I guess this is a really long way of me saying that some people think they're gentle parenting but they're not they're just not holding boundaries to try to make their lives easier in the short term but they're actually making it a million times harder in the long term

Thistooshallpsss · 18/06/2023 08:41

I don’t see how the amount of time needed to gentle parent eg taking off to a quiet place talking about feelings etc is possible if you have several young children/ babies all needing attention at the same time. You have to prioritise.

BertieBotts · 18/06/2023 08:46

I do think there is a discipline crisis in schools. They are (rightly) not allowed to hit or humiliate children, but a lot of the discipline systems are still based on the framework of "Behave because of fear of a terrible punishment" except that the punishments are no longer terrible, and this doesn't work because the kids who need to behave differently don't care about these non-terrible punishments (and/or aren't sufficiently frightened by them to override other causes of their behaviour), and may even be more riled up and push back more. The ones that are deterred by them don't need them. If you want a system that relies on threat, then the threat must be credible and it must be ever-present. That's why old school teachers used to have the cane visible as a kind of reminder of what could happen if you stepped out of line.

Add this to the mess that is mainstreaming everyone without the necessary support systems, and you have an extreme problem. Now leading to the point where so many teachers are burnt out and you can't hire new ones because nobody wants to do it.

Discipline systems in schools need replacing with new systems (there are several to choose from) that don't rely on threat in the first place, and schools need much much better support and integration and funding for children with SEN, inclusing in the early years where many children won't yet be diagnosed or may be on the cusp because of developmental delays which will correct themselves given time.

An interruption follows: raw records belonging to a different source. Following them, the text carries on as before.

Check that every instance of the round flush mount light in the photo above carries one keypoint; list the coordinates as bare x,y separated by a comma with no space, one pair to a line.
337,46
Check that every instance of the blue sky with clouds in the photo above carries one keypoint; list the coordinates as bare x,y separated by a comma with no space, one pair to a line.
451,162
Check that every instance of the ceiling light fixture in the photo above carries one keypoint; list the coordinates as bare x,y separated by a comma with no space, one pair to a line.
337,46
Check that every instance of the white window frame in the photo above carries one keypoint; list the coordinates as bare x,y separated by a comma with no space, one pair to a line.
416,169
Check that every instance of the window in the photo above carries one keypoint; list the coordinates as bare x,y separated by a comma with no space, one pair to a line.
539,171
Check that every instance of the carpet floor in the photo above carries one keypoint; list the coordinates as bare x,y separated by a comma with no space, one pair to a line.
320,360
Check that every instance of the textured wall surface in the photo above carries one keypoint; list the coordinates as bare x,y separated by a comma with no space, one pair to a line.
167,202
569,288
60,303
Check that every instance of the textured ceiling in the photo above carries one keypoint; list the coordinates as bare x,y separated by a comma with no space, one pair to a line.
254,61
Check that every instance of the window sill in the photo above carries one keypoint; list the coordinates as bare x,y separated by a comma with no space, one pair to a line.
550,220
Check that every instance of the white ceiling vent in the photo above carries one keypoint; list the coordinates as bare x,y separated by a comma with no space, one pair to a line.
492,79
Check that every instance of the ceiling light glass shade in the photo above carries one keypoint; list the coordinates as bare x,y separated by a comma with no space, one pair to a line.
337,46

But there doesn't seem to be any funding for any of this.

Hardbackwriter · 18/06/2023 08:51

Thistooshallpsss · 18/06/2023 08:41

I don’t see how the amount of time needed to gentle parent eg taking off to a quiet place talking about feelings etc is possible if you have several young children/ babies all needing attention at the same time. You have to prioritise.

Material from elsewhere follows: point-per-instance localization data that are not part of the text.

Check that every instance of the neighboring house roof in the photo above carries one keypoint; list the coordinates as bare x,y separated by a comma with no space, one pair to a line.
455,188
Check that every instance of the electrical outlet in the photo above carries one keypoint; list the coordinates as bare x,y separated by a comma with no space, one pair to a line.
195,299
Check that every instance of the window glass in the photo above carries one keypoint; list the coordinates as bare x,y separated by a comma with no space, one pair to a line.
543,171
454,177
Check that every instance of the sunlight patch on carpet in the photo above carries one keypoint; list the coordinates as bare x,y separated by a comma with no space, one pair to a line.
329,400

There is a reason that so many proponents of this (including Philippa Perry) have only one child. It's a lot easier to do it this way if you always have one on one time. It's also a lot easier to turn every time a child has to share or play nicely into a full dramatic performance if that's something that happens only when you're out rather than 42 times a day...

When I see people doing the full-on talking about feelings it's normally to their young toddler PFB and then what strikes me is just how inappropriate it is in terms of the child's language development. You get this two year old who can't yet follow two stage instructions with a parent giving them a lengthy monologue and the kid, pretty clearly, isn't following a word of it.

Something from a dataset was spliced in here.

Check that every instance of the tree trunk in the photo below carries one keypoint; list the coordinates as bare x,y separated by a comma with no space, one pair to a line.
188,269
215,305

TizerorFizz · 18/06/2023 08:56

Why do posters keep thinking “gentle parenting” avoids tantrums? My DC had so few I can only remember one. They learnt I chose the shopping! I never let them choose sweets or chocolate. We never bought them when they were present and rarely anyway. You can avoid possible tantrum situations as well.

Not every child is prone to tantrums. I didn’t spend time exploring their feelings. I’m slightly amused that Dc have such advanced brains that they understand and react appropriately to all of this detail about their inner feelings and responses at 3 years old. If they are still having tantrums when they go to school surely that is evidence of nothing much working?

Hardbackwriter · 18/06/2023 09:01

Incidentally we do let the kids clamber all over our sofa, but they know they can't at other people's houses, including either set of grandparents.

MassiveSalad22 · 18/06/2023 09:05

That sounds like permissive parenting, not gentle parenting.